Sempre più cervelli fuggono dall'Italia per trovare lavoro e fare carriera all'estero. Dal 2013 il numero di giovani andati via dopo aver conseguito una laurea nelle università italiane è aumentato del 41,8%. Un dato preoccupante che indica l'incapacità del mercato del lavoro di assorbire e valorizzare personale qualificato formato negli atenei del Paese.
A differenza degli altri Stati dell'Ocse, in Italia la laurea non spalanca le porte del mondo del lavoro né consente maggiore possibilità di far carriera rispetto a chi ha un titolo di istruzione inferiore.
Lo scrivono nero su bianco i giudici contabili nel Referto sul Sistema Universitario 2021 approvato dalle Sezioni riunite della Corte dei Conti.
"Le limitate prospettive occupazionali, con adeguata remunerazione, spingono sempre più laureati a lasciare il Paese (+41,8% rispetto al 2013)", si legge nel dossier.
La Corte, inoltre, puntualizza che la “fuga di cervelli” non è compensata da un analogo afflusso di persone altamente qualificate dall’estero, rilevando un saldo netto negativo.
Oltre a spingere i cervelli all'emigrazione le basse prospettive degli studi universitari incidono sulla quota di adulti laureati, inferiore rispetto agli altri Paesi Ocse, anche se nell'ultimo decennio il numero di laureati più giovani è aumentato.

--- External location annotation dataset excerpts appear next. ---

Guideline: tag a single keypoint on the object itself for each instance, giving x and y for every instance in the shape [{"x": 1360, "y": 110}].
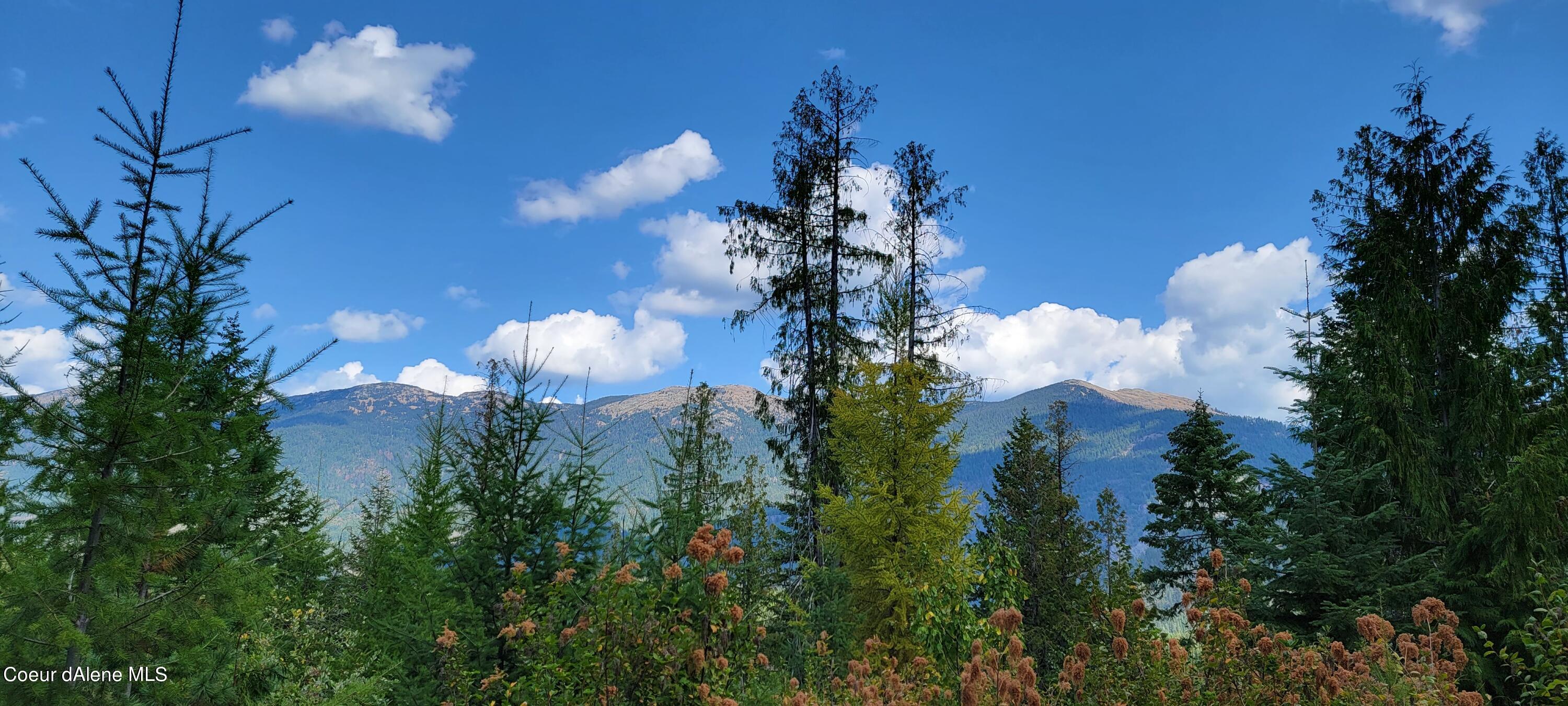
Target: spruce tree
[
  {"x": 916, "y": 317},
  {"x": 1413, "y": 397},
  {"x": 897, "y": 525},
  {"x": 694, "y": 485},
  {"x": 151, "y": 534},
  {"x": 1034, "y": 514},
  {"x": 1209, "y": 499},
  {"x": 1114, "y": 553},
  {"x": 810, "y": 280},
  {"x": 512, "y": 501}
]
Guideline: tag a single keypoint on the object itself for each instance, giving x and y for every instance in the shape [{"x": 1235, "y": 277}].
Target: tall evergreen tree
[
  {"x": 899, "y": 525},
  {"x": 512, "y": 503},
  {"x": 918, "y": 321},
  {"x": 1545, "y": 212},
  {"x": 149, "y": 509},
  {"x": 1034, "y": 512},
  {"x": 694, "y": 487},
  {"x": 813, "y": 266},
  {"x": 1413, "y": 401},
  {"x": 1209, "y": 499},
  {"x": 1114, "y": 551},
  {"x": 418, "y": 592}
]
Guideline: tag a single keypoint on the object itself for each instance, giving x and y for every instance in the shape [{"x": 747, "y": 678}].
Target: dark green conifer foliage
[
  {"x": 151, "y": 534},
  {"x": 1209, "y": 499},
  {"x": 418, "y": 590},
  {"x": 1035, "y": 515},
  {"x": 513, "y": 506},
  {"x": 899, "y": 525},
  {"x": 802, "y": 241},
  {"x": 1413, "y": 397},
  {"x": 1115, "y": 554},
  {"x": 695, "y": 487},
  {"x": 918, "y": 316}
]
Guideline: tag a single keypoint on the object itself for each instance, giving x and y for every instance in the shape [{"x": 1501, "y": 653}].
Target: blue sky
[{"x": 1139, "y": 172}]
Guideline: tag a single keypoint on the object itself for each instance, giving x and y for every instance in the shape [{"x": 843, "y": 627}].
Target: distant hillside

Nell'anno 2019 in Italia solo il 68% dei laureati risultava occupato, contro una media dell'85% dei Paesi Ocse. In media in Italia le donne sono più formate rispetto agli uomini. Nello stesso anno, infatti, il 34% delle donne e il 22% degli uomini tra i 25 e i 34 anni erano laureati. Tuttavia l'emigrazione riguarda maggiormente le laureate rispetto ai colleghi maschi.
Secondo i dati Istat nel 2018 hanno lasciato il Paese 117 mila italiani, tra cui 30 mila laureati. Rispetto a dieci anni prima è andato via il 10% in più delle donne e il 7% in più degli uomini.